The question that skeptics don't want to ask about 'Climategate'
Posted on 18 November 2010 by John Cook
A year ago, the climate debate was rocked by 'Climategate'. Email servers at the University of East Anglia were hacked, emails were stolen and distributed on the Internet. Out-of-context quotes were cited as evidence that the entire scientific case for global warming was all just a conspiracy. Even now, 12 months later, 'Climategate' is the most popular skeptic argument. But there is one question that skeptics seem to avoid:
Has 'Climategate' changed our scientific understanding of global warming?
Has the science changed? Is there any change to the many independent lines of evidence for human-caused global warming? This question is never asked because of the answer:
The evidence for human caused global warming is as solid as ever.
There are many lines of evidence that humans are causing global warming. Independent measurements of different aspects of the climate using a range of techniques by scientists all over the world all point to the same answer. When we consider the full body of evidence, we see a distinct, discernable human fingerprint on climate change.
The 'Climategate' controversy is an attempt to divert attention away from the science. This is a common tactic in movements that seek to deny a scientific consensus - assume a conspiracy theory. But there is no evidence of any conspiracy. A number of independent enquiries have investigated the conduct of the scientists involved in the emails. All have cleared the scientists of any wrong doing:
- In February 2010, the Pennsylvania State University released an Inquiry Report that investigated any 'Climategate' emails involving Dr Michael Mann, a Professor of Penn State's Department of Meteorology. They found that "there exists no credible evidence that Dr. Mann had or has ever engaged in, or participated in, directly or indirectly, any actions with an intent to suppress or to falsify data". On "Mike's Nature trick", they concluded "The so-called “trick”1 was nothing more than a statistical method used to bring two or more different kinds of data sets together in a legitimate fashion by a technique that has been reviewed by a broad array of peers in the field."
- In March 2010, the UK government's House of Commons Science and Technology Committee published a report finding that the criticisms of the Climate Research Unit (CRU) were misplaced and that CRU’s "Professor Jones’s actions were in line with common practice in the climate science community".
- In April 2010, the University of East Anglia set up an international Scientific Assessment Panel, in consultation with the Royal Society and chaired by Professor Ron Oxburgh. The Report of the International Panel assessed the integrity of the research published by the CRU and found "no evidence of any deliberate scientific malpractice in any of the work of the Climatic Research Unit".
- In June 2010, the Pennsylvania State University published their Final Investigation Report, determining "there is no substance to the allegation against Dr. Michael E. Mann".

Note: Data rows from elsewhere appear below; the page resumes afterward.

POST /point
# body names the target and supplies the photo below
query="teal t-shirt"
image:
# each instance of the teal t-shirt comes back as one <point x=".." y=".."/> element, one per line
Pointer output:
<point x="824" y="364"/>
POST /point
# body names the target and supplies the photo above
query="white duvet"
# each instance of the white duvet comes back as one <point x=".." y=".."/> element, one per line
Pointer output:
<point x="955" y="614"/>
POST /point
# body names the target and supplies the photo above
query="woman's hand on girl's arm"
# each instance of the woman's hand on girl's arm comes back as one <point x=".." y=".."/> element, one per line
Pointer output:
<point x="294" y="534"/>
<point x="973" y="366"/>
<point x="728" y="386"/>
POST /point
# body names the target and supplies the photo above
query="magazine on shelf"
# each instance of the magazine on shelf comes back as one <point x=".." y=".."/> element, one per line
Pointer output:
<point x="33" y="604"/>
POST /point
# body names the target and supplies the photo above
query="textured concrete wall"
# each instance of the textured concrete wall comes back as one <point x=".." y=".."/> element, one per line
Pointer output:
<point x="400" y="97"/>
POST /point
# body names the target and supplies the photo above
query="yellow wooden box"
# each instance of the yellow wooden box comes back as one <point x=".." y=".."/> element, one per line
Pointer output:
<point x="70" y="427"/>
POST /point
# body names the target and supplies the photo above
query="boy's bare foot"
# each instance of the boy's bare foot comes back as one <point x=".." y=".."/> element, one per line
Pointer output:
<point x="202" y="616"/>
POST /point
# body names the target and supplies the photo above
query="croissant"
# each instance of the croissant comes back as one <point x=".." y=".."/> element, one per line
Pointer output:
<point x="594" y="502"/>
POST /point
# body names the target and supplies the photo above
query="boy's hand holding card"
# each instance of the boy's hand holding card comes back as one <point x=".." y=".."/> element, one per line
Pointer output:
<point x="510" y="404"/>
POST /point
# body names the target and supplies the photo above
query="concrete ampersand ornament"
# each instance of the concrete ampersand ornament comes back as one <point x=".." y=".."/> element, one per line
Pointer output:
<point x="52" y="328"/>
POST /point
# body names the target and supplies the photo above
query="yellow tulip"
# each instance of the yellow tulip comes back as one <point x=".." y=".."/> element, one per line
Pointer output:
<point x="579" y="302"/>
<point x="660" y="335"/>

- In July 2010, the University of East Anglia published the Independent Climate Change Email Review report. They examined the emails to assess whether manipulation or suppression of data occurred and concluded that "The scientists’ rigor and honesty are not in doubt".
- In July 2010, the US Environmental Protection Agency investigated the emails and "found this was simply a candid discussion of scientists working through issues that arise in compiling and presenting large complex data sets."
- In September 2010, the UK Government responded to the House of Commons Science and Technology Committee report, chaired by Sir Muir Russell. On the issue of releasing data, they found "In the instance of the CRU, the scientists were not legally allowed to give out the data". On the issue of attempting to corrupt the peer-review process, they found "The evidence that we have seen does not suggest that Professor Jones was trying to subvert the peer review process. Academics should not be criticised for making informal comments on academic papers".
Just as there are many independent lines of evidence that humans are causing global warming, similarly a number of independent investigations have found no evidence of falsification or conspiracy by climate scientists. However, there is an important lesson to be learnt from 'Climategate'
The real scandal of 'Climategate'
A year since 'Climategate', we can look back retrospectively and understand what happened. Anonymous hackers illegally stole emails from climate scientists in a deliberate campaign to sow doubt about climate science and discredit climate scientists. Quotes were taken out of context in an effort to mislead the public about what's happening to our climate. In the last 12 months, the scientific evidence of the negative impacts of global warming has only got stronger. The real scandal of 'Climategate' is the illegal smear campaign designed to distract people from the scientific reality of global warming.